The contrasting realities of crisis and opportunity are today’s twin truths of climate change.
On one hand, we are making real progress at a rapidly accelerating clip. And on the other, we have to move with even more urgency and ambition to stave off the worst impact of warming our planet.
Here’s where philanthropy has an opportunity to help lead the fight. We need to move further and faster because, when it comes to climate change, going slowly is the same as failing.
Next Week’s Call to Action
One of the most pivotal meetings of the decade will occur next week, when thousands will gather in San Francisco for the Global Climate Action Summit, the most significant climate conversation since the Paris Agreement. According to the meeting’s organizers, it will be “a moment to celebrate the extraordinary achievements of states, regions, cities, companies, investors, and citizens with respect to climate action. It will also be a launch pad for deeper worldwide commitments and accelerated action.”
The summit will be both a call to action and an affirmation of progress. We already know that actions and pledges around the world — such as sharp growth in renewable energy, improvements in vehicle fuel economy, and the 2016 Paris commitment itself — have shifted the projected temperature rise from 5 or 6 degrees Celsius to 3 degrees by the year 2100. In real terms, that shift alone will mean less human suffering from drought and famine, mega-fires, and rising sea levels.

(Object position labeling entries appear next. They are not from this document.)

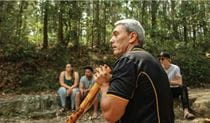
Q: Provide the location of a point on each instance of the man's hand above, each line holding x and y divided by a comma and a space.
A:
69, 91
102, 75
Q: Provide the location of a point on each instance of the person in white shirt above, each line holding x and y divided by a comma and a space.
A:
176, 84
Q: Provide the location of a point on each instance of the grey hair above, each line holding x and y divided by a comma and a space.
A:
133, 25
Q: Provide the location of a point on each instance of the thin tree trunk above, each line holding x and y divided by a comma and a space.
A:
60, 24
45, 27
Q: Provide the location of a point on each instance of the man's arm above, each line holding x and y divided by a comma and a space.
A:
176, 81
61, 81
113, 107
76, 80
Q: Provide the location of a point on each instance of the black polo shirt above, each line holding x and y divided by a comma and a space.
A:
139, 78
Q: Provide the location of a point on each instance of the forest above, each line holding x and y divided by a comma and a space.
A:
38, 38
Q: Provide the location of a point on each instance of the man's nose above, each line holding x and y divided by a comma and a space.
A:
111, 40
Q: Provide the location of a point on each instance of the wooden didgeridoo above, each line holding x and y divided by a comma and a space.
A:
85, 103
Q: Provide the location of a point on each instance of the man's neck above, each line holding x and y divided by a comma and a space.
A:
167, 66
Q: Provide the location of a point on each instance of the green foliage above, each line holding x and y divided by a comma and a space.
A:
79, 32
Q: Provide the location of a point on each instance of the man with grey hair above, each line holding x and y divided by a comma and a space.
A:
138, 90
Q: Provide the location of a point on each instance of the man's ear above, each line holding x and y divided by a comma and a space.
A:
133, 37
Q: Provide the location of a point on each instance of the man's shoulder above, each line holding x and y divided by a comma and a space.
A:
83, 78
175, 66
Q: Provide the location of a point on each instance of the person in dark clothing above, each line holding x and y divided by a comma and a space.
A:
138, 89
176, 84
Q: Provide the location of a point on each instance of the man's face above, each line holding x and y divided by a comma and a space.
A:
163, 61
88, 73
119, 40
68, 67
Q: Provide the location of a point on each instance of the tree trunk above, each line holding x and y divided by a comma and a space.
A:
60, 24
154, 18
174, 24
185, 29
19, 21
45, 27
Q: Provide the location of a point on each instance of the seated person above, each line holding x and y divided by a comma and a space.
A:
176, 85
86, 83
69, 81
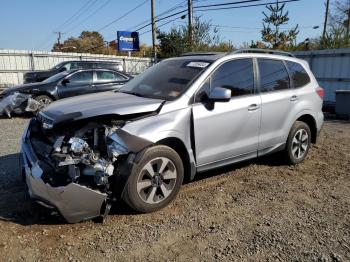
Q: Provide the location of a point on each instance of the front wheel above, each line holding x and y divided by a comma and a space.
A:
155, 180
298, 143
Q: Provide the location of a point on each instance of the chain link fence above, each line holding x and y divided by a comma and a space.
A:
14, 63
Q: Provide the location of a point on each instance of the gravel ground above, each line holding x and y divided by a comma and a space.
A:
259, 210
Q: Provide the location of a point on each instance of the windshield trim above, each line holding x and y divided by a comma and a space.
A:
185, 88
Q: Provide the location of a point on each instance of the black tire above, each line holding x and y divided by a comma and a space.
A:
43, 100
297, 149
154, 156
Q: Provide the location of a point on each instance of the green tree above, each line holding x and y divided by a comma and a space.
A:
205, 37
88, 41
272, 34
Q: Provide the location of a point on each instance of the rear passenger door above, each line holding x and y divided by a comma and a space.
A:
226, 132
277, 99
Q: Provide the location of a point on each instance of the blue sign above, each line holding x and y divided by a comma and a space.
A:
128, 41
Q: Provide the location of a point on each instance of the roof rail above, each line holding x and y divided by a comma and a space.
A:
262, 51
202, 53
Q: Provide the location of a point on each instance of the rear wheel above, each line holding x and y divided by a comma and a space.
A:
44, 100
298, 143
155, 180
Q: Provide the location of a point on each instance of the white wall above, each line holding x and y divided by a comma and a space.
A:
14, 63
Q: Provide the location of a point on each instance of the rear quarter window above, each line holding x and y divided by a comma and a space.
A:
273, 75
298, 74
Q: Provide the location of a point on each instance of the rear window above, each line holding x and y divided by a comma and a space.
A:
298, 74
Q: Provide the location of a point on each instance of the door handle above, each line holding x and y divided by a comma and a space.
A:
253, 107
294, 98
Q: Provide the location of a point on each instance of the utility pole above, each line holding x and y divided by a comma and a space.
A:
153, 32
348, 25
325, 20
190, 22
59, 35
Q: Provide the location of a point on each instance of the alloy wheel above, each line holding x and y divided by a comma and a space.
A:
156, 180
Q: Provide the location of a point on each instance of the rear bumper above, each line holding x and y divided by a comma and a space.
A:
73, 201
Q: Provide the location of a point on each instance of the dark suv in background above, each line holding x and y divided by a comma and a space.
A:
38, 76
71, 83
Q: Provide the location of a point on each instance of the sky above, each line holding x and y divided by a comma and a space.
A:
30, 25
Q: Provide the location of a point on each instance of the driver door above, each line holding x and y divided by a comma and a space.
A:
78, 83
227, 132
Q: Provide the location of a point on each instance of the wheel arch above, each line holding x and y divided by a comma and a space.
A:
311, 122
178, 145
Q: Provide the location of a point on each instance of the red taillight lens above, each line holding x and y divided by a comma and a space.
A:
320, 92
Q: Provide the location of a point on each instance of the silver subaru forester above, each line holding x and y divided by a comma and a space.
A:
182, 116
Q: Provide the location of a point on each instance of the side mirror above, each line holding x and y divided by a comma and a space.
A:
220, 94
65, 81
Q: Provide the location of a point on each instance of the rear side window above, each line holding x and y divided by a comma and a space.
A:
236, 75
273, 75
298, 74
85, 65
79, 78
106, 76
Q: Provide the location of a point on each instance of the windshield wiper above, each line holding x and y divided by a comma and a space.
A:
132, 93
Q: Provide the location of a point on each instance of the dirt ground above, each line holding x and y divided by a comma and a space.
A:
256, 211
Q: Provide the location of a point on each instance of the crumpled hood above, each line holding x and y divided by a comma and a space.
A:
105, 103
21, 88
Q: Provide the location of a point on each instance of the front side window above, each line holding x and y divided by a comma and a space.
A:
236, 75
67, 66
273, 75
298, 74
107, 76
80, 78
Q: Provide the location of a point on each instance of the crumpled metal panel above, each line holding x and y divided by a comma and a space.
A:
74, 202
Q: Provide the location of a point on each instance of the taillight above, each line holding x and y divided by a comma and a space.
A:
320, 92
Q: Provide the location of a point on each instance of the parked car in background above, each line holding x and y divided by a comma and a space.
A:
71, 83
38, 76
182, 116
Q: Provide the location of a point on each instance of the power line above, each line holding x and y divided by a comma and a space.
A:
210, 9
231, 3
243, 6
173, 20
173, 8
122, 16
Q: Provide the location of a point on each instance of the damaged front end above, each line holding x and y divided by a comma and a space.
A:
18, 103
74, 168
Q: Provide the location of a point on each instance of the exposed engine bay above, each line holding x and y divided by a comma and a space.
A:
86, 154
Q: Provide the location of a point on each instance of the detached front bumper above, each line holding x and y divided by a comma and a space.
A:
73, 201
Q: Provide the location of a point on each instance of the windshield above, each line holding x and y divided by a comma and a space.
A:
56, 77
166, 80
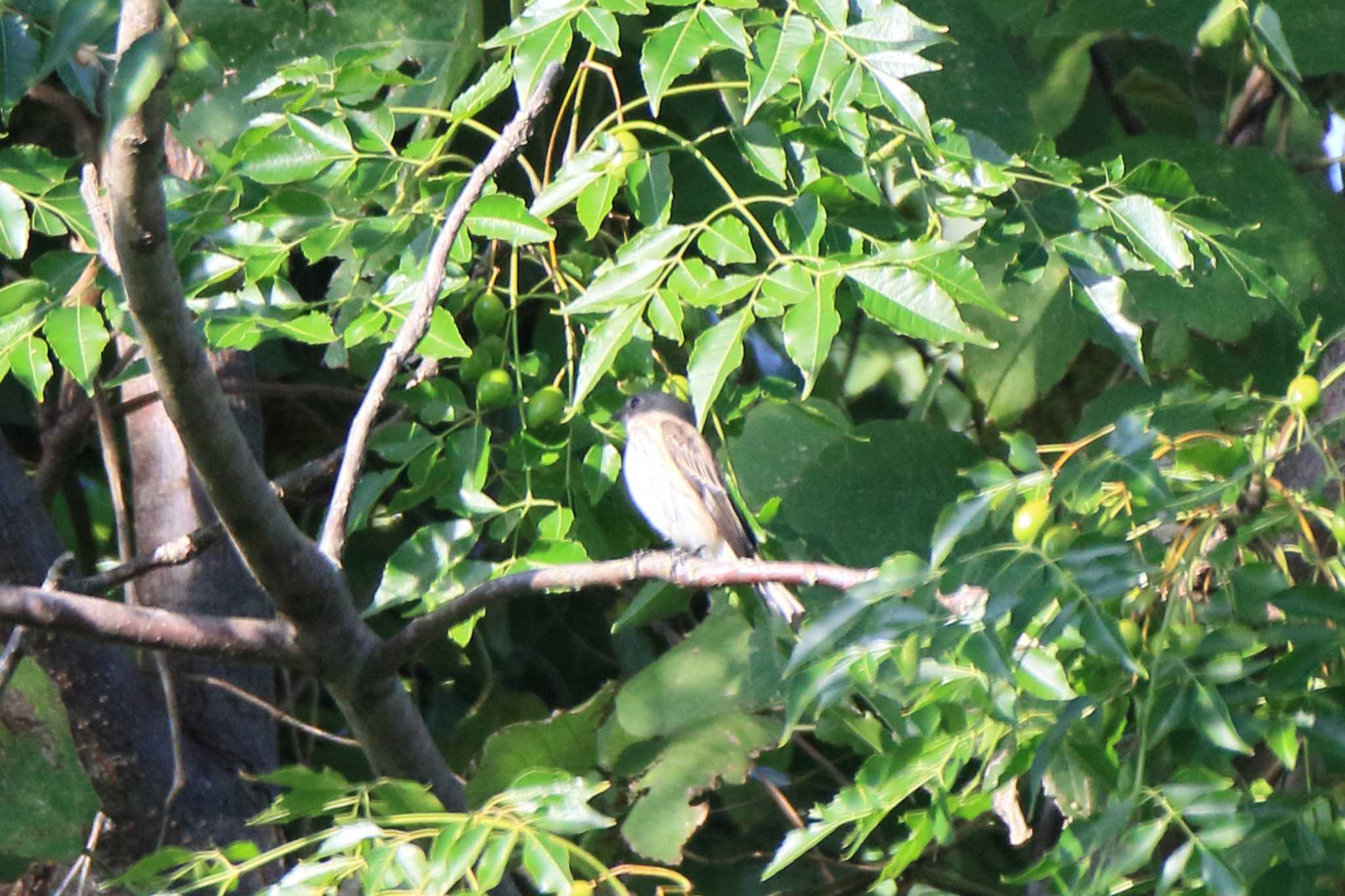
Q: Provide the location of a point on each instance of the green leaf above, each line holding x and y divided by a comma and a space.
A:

While we have not yet met the ambitious target set in Paris, it represents a significant improvement nonetheless. Moreover, our initial progress has proven humankind now knows the steps to solving what once looked like an intractable progression toward suffering.
This matters because climate change is not a binary question of success or failure; it is a continuum of increasingly bad results — each more awful than the last — that are, quite literally, a matter of degrees. A two-degree shift can reduce suffering for billions of people. If we had another 100 years to tackle climate change, we might be right on track. But we don’t, and we’re not.
More Opportunity Than Risk
At the Packard Foundation, our grant-making and mission-investment priorities reflect those of our founders: improving the lives of children, families, and communities while protecting the earth’s natural systems for future generations.
Ten years ago, we looked closely at the science and forecasts and concluded climate change had the potential to uniquely undermine everything we care about as a foundation, including children, reproductive health, justice, forests, and oceans. In response, we increased our grants focused on climate philanthropy sevenfold.
A decade later, our experience supporting hundreds of groups and thousands of leaders around the world, many of whom will attend next month’s summit, has affirmed what the foundation assumed when we embarked on this journey: The risks of climate change are great, but the opportunities are greater.
Stronger leadership at all levels is clearly needed if we are to win this fight, and at some point that leadership will re-emerge. But in the meantime, in every corner of the globe, community groups, local governments, and innovative businesses with transformational climate strategies are ready for additional resources and investments.
It is unrealistic to expect every foundation, corporation, and nonprofit to make climate change its top priority; there are many urgent issues that demand attention. But there is a role for every organization to play, along with more and more ways to play it.
Whether you are a philanthropist, venture capitalist, government leader, business owner, or advocate, let’s accelerate our investments and ambitions. This is our moment to go big, not only to avoid the worst effects of climate change but to seize the opportunity for a healthy, secure, prosperous, and just future.